Taiwan, which Beijing claims as Chinese territory, has complained of repeated People’s Liberation Army (PLA) drills in its vicinity in the past two years or so, part of a pressure campaign to force the island to accept China’s sovereignty.
In a brief statement, the PLA’s Eastern Theatre Command said warships, anti-submarine aircraft and fighter jets had been dispatched close to Taiwan to carry out “joint fire assault and other drills using actual troops”.
It did not give details. There was no immediate response from Taiwan’s Defence Ministry.
The PLA statement noted that recently the United States and Taiwan have “repeatedly colluded in provocation and sent serious wrong signals, severely infringing upon China’s sovereignty, and severely undermining peace and stability in the Taiwan Strait”.
“This exercise is a necessary action based on the current security situation across the Taiwan Strait and the need to safeguard national sovereignty. It is a solemn response to external interference and provocations by Taiwan independence forces.”

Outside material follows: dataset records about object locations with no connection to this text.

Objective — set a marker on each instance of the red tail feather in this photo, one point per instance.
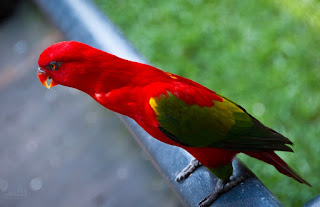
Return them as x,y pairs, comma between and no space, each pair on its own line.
271,158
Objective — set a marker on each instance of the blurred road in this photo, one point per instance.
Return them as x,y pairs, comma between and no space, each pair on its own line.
58,147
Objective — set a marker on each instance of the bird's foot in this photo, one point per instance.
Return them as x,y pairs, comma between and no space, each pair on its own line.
187,171
221,188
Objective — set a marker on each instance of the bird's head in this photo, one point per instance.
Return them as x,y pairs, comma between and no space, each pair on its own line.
69,63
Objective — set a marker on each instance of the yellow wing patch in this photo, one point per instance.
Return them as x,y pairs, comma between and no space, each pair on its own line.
153,105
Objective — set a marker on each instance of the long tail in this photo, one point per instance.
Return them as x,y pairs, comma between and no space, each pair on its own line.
273,159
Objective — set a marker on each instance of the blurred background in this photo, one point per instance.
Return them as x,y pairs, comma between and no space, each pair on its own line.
264,55
60,148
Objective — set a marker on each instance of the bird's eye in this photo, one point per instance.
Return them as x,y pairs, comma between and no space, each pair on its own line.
53,65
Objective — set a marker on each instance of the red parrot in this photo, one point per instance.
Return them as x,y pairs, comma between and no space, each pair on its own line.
171,108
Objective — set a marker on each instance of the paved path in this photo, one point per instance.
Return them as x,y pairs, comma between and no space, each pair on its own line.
58,147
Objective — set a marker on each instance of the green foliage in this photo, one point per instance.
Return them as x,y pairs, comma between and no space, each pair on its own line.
263,55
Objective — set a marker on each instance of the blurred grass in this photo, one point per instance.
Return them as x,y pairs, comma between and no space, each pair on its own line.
263,55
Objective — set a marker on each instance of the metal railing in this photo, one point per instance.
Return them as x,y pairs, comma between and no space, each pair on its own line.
82,21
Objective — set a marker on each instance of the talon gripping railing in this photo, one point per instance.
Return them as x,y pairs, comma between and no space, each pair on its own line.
82,21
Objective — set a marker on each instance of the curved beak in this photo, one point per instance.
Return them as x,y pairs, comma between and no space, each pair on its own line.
43,77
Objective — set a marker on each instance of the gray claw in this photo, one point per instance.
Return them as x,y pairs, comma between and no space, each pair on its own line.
187,171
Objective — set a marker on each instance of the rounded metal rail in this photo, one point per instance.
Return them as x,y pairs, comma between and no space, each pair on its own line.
82,21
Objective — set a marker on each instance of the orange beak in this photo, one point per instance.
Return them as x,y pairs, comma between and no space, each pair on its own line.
43,77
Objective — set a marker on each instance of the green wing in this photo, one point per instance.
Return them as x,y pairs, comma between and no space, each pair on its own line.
223,125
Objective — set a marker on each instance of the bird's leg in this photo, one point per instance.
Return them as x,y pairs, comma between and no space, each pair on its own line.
221,188
187,171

While the statement gave no exact location for the drills, many Chinese exercises take place near the Taiwan-controlled Pratas Islands at the top part of the South China Sea, and around the Bashi Channel off southern Taiwan that leads to the Pacific.
It was not immediately clear what set off the flurry of Chinese military activity, though earlier this month the United States approved a new arms sale package to Taiwan, an artillery system valued at up to $750 million. read more
China believes Taiwan President Tsai Ing-wen is a separatist bent on a formal declaration of independence, a red line for Beijing. Tsai said Taiwan is already an independent country called the Republic of China, its formal name.
Washington has expressed its concern about China’s pattern of intimidation in the region, including towards Taiwan, reiterating that U.S. commitment to Taiwan is “rock solid”.